Away from the spats of interparty fractures the issue of stay away voters is important. Attracting the high percentage of British—small ‘u’ unionists is a no brainer priority . Recent academic assessments place this category of lost votes in the region of 30%. In any review of promises there has to be an inquiry into why so many remain non voters are not supporting political unionism.

Not only do unionists suffer from the effect of failing to maximise their vote, we agonise over the stay at home numbers being excluded, not quantified in the grizzly head counts for and against the Union. The actual voting constituency of unionism sits around 52%. Crucially when the non voters numbers are added the estimated total of those in favour of the Union the real figure reaches a comfortable 64% plus.

Inexplicably, none of the unionist parties is investigating the reasons why so many prefer not to exercise their vote in elections. It would be valuable if those staying at home would use Eamonn Mallie or other outlets to explain their disengagement from political unionism. Success by the parties to resonate with allies sitting outside in the cold is a task only to be channeled through a unionism which is comfortable and confident in itself.

Divided, disenchanted unionists are a danger to themselves and to community stability. Nationalists do not require an abacus to do the maths of the impact a 64% unionist block brings to the table. The point being that on the run up to the May election unionists need to know, what price, what ransom republicans expect to extract in emphaising their Irishness in a new Assembly. Are they content inside a bubble of patriotism to play the long waiting game (it will take forever) and do as Gerry Adams calls for ‘sustaining the struggle to de-legitimatise the six county statelet’. It’s fair to ask does this ugly abrasive language match the mood of nationalist Northern Irelanders?
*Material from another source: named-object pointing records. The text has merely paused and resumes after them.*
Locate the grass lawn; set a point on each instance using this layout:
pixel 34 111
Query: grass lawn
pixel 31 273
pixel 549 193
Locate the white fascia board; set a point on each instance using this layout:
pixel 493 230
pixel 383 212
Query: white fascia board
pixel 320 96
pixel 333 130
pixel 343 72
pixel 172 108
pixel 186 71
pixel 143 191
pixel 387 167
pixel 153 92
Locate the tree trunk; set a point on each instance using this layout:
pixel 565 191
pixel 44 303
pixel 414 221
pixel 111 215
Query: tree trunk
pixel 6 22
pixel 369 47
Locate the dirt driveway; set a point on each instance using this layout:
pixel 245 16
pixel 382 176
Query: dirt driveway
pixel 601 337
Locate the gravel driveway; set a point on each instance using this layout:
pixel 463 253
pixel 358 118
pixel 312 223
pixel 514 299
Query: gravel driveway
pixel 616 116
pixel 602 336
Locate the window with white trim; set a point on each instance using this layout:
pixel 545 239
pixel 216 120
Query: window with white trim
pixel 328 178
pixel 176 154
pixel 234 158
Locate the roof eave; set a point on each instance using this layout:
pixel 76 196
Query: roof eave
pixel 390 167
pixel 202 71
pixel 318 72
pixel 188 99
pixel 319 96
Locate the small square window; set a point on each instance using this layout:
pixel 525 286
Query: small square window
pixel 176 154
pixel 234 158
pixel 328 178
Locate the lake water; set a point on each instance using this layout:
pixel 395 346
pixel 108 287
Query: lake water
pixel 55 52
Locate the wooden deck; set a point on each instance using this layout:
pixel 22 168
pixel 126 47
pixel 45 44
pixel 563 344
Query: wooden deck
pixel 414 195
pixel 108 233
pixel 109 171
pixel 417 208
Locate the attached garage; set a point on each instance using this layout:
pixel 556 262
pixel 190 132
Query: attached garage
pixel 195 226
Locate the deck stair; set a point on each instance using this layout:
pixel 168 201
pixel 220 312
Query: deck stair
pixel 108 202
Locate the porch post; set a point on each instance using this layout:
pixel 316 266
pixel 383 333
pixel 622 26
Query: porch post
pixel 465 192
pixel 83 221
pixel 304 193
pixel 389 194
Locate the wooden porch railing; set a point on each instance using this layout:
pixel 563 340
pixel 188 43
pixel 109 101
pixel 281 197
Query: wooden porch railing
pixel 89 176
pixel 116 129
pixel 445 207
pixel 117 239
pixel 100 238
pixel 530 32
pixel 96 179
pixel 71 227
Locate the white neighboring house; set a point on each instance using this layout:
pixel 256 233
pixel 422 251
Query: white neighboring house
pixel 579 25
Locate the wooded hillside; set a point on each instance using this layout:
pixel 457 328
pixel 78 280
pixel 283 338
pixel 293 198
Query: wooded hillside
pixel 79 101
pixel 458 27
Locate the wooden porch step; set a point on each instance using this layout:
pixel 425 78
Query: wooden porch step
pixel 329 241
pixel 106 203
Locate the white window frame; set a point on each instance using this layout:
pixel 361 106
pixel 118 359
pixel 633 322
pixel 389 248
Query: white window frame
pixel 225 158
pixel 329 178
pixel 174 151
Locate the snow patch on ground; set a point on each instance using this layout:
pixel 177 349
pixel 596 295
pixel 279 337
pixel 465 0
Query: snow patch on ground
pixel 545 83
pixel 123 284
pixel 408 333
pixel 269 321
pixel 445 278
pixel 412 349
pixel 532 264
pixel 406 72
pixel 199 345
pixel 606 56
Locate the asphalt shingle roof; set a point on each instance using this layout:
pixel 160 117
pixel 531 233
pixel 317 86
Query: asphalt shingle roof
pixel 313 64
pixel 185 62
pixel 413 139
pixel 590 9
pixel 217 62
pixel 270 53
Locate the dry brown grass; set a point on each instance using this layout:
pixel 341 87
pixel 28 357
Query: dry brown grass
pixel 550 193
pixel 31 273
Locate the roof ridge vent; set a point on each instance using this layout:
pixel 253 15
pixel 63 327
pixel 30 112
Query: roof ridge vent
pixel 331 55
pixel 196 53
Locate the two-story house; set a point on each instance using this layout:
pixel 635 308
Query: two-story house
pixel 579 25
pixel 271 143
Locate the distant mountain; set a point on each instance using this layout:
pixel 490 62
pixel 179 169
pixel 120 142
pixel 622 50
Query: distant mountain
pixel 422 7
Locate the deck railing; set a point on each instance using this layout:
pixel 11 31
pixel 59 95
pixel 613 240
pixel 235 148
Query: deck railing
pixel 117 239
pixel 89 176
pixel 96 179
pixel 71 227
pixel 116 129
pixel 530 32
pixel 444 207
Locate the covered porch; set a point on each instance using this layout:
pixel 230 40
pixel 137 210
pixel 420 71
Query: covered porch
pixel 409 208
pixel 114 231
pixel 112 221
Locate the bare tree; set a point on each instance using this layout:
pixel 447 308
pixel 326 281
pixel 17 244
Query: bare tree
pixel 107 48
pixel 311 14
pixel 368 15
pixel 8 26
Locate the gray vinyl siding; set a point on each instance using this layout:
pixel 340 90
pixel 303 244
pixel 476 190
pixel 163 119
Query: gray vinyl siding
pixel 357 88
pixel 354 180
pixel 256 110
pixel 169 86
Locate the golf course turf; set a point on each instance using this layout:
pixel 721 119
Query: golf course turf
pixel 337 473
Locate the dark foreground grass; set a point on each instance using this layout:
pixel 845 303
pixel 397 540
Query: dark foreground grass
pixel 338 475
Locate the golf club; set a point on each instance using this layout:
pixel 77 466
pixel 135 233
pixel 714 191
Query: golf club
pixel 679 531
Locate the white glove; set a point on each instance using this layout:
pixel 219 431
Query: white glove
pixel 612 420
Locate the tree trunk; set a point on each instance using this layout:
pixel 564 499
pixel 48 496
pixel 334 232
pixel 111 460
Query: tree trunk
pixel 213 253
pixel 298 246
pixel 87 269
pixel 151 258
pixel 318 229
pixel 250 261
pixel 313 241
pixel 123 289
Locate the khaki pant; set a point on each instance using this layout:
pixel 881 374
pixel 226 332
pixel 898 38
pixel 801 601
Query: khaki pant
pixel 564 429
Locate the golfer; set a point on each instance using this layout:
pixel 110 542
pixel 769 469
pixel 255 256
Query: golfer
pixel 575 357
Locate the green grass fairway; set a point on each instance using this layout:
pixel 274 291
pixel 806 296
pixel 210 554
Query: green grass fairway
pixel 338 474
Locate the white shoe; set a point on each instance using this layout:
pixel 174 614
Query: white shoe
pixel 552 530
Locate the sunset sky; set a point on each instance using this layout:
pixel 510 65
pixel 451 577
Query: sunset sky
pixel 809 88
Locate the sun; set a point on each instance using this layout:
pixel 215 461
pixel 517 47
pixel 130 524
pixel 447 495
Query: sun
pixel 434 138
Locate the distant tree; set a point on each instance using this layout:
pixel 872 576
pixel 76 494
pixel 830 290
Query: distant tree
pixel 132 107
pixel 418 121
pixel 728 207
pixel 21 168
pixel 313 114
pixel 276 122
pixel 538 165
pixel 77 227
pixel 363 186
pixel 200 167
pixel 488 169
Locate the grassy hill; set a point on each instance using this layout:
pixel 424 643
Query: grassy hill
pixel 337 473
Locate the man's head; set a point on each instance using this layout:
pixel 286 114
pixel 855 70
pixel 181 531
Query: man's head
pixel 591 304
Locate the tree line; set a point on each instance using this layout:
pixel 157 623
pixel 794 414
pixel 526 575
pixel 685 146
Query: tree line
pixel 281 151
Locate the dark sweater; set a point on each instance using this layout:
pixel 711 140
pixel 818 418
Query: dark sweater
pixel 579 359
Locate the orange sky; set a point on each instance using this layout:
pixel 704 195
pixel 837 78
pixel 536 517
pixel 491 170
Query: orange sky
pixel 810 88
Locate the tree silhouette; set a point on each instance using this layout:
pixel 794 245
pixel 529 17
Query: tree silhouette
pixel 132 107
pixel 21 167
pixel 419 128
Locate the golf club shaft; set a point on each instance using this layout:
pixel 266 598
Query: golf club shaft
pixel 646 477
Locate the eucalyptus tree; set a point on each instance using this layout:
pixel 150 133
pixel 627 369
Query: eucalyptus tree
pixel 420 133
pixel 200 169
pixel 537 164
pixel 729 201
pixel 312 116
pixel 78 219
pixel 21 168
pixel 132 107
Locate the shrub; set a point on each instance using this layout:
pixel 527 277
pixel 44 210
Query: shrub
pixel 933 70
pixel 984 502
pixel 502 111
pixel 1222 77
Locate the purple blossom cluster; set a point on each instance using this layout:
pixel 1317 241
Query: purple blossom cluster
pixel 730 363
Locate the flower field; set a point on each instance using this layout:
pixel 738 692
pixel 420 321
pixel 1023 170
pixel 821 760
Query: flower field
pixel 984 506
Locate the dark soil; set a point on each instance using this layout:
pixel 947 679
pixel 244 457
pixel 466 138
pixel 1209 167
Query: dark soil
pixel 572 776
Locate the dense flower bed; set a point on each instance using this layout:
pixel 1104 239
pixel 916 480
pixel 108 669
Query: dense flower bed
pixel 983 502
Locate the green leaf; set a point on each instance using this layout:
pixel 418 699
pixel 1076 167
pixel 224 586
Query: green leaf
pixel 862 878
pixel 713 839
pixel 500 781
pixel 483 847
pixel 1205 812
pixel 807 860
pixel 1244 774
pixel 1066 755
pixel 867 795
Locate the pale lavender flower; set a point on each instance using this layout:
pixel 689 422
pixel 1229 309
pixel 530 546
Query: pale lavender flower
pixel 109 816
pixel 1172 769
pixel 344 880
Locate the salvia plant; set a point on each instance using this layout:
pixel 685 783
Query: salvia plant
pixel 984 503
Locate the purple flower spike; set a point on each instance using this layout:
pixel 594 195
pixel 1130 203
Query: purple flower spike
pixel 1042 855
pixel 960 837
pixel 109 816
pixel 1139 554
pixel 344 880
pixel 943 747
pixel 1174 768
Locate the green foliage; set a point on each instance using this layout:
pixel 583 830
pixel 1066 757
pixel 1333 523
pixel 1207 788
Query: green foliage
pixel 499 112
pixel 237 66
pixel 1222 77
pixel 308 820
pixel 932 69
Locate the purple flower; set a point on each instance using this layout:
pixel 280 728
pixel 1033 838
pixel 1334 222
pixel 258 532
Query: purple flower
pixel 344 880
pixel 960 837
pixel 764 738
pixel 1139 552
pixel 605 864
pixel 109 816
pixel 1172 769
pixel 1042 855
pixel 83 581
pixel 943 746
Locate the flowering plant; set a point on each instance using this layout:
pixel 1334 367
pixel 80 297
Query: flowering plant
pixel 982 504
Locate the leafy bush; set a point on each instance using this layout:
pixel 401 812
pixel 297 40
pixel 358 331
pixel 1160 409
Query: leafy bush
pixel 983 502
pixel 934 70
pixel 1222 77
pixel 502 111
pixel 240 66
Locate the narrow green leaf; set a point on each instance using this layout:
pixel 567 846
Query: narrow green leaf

There is hardly a moderate unionist be they a voter or not who does not believe that extreme republicanism has subsumed nationalist moderates in an ‘at all costs intensification of the Adams style Irish unity process. They deserve to know have we Northern Irelanders-all of us gone beyond the point of impasse? Many, most will in the event of no response, presume that if there is no signal of a moral impediment justifying that we Northern Irelanders are willing to live together, then to hell and back we may separate now and live apart.

My hope remains consistent since the signing of the Belfast Good Friday Agreement that we find the correct level of co-operation, that we unearth what is there to deliver a majority of unionism and nationalism willing to accommodate each other as Northern Irelanders firstly. If only someone would break the ice and signal when to restart that which we agreed in 1998. Better still will someone step forward and detail how a new beginning is a  new start?